System Design•22 min read•Advanced
Case Study: URL Shortener
The smallest interesting system design problem — and a great showcase of read-heavy optimization.
Requirements
- POST /shorten { url } → returns a short URL like https://sho.rt/aZ4f9.
- GET /:code → 302 redirect to the long URL, increment click count.
- Codes should be ~6-8 chars, URL-safe, hard to guess.
- 100M new URLs per month. ~10B redirects per month. p99 redirect < 50 ms.
Estimate
- Writes: 100M/month ÷ 2.5M sec ≈ 40/sec average; ~400/sec peak.
- Reads: 10B/month ÷ 2.5M sec ≈ 4,000/sec average; ~40,000/sec peak.
- Read:write ratio is 100:1 — VERY read-heavy. Optimize the read path.
Generating short codes
- Counter + base62 — maintain a global integer counter, encode in base62 (a-z, A-Z, 0-9). Sequential, simple, predictable. The challenge: making the counter distributed (use a range allocator: each app server reserves blocks of 1000 ids).
- Hash of long URL — md5/sha1, take first 6-8 chars. Same URL gives same code, but collisions need handling (check-then-write).
- Random + check — generate a random 6-char string, check if taken, retry on collision. With 62⁶ ≈ 56B codes, collisions are rare.
Storage
The schema is trivial: code → long_url, plus metadata (created_at, owner, click_count). One row per code. 100M new rows/month × 200 bytes ≈ 20 GB/month — easy for any modern database. Sharding by code (hash) keeps load even.
The read path is everything
99% of traffic is GET /:code → 302. Optimize that path mercilessly.
- Put a CDN in front — cache redirects for popular codes at the edge. Most clicks never hit your origin.
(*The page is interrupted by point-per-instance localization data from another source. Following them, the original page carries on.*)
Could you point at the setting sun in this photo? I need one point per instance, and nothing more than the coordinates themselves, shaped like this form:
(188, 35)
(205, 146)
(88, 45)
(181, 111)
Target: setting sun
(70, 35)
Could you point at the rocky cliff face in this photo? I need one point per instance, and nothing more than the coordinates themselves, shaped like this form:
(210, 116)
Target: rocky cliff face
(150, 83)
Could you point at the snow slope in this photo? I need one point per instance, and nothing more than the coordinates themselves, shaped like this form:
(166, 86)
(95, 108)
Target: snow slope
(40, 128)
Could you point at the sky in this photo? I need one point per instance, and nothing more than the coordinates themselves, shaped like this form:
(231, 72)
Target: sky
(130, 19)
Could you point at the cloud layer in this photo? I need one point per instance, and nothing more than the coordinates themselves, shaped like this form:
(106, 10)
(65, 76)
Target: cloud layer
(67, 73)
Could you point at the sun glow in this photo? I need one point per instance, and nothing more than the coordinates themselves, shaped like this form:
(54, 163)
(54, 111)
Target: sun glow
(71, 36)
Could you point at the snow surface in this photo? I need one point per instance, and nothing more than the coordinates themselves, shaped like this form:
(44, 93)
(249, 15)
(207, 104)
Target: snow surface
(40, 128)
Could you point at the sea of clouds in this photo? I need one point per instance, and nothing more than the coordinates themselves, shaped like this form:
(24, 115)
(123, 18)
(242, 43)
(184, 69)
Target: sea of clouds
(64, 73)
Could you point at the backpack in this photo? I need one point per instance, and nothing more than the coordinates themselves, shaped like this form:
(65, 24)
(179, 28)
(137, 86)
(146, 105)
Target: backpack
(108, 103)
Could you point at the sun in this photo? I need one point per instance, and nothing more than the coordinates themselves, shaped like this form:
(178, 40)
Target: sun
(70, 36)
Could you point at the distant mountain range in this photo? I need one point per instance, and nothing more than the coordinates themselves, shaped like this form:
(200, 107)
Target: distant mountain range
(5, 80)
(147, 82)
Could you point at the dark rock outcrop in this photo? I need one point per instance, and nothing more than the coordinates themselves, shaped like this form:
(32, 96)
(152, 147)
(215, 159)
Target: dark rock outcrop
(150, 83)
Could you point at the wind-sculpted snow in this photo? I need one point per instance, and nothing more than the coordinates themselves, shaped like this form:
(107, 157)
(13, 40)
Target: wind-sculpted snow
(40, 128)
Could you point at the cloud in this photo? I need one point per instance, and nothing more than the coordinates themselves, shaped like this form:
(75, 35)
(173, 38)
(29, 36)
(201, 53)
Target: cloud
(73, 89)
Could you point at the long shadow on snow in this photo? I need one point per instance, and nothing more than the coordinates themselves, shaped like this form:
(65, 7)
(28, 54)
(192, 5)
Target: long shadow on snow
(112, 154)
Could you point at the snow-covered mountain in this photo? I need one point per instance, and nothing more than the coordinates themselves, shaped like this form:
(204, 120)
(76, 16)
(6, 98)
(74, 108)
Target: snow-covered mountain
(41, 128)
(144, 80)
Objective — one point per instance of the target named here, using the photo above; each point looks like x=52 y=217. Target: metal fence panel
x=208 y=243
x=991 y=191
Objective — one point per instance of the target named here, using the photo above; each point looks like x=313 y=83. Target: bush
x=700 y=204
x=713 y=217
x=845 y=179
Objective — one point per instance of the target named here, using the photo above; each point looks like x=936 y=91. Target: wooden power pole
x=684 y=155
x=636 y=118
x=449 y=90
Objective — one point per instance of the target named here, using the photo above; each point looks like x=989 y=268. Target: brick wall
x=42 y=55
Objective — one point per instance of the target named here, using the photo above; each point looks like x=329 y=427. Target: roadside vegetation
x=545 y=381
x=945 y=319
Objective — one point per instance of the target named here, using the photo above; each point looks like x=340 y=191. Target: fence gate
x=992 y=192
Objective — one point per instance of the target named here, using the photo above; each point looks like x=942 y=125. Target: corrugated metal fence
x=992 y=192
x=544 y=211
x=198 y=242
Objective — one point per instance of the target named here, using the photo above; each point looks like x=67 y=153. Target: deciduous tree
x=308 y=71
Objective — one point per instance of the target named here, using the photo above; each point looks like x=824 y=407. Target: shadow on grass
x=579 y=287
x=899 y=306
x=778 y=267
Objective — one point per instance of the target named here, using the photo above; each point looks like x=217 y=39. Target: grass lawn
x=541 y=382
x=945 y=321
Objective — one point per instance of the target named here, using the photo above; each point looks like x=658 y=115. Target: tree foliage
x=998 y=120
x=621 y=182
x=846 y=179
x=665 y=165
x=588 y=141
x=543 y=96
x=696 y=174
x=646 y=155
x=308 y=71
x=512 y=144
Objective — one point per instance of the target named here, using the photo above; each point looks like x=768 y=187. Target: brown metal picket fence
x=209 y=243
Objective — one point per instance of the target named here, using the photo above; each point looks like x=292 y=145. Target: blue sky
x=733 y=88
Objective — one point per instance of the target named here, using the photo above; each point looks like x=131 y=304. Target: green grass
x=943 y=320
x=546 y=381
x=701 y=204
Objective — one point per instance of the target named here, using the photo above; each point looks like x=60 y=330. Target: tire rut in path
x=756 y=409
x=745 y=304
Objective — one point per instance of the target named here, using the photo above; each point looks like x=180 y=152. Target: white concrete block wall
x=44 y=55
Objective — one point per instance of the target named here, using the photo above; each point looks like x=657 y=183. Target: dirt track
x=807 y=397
- Add Redis in front of the database — keep top 1% of codes hot. Cache hit ratio of 95%+ is realistic.
- Make the database read replicas plentiful — and route reads round-robin.
- Click counts → don't update a row on every click. Buffer increments in a queue, flush in batches.
Other concerns
- Custom codes — let users pick their own (vanity URLs). Same flow, just check uniqueness.
- Expiration — TTL field; periodic job deletes expired entries.
- Abuse — rate-limit POST /shorten by IP; scan for malware/phishing in the long URL.
- Analytics — separate event pipeline (Kafka → ClickHouse) for per-click data; don't bog down the main DB.
💡 Tip
Always design the read path first when reads >> writes. Caching, CDNs, and read replicas matter more than write throughput here.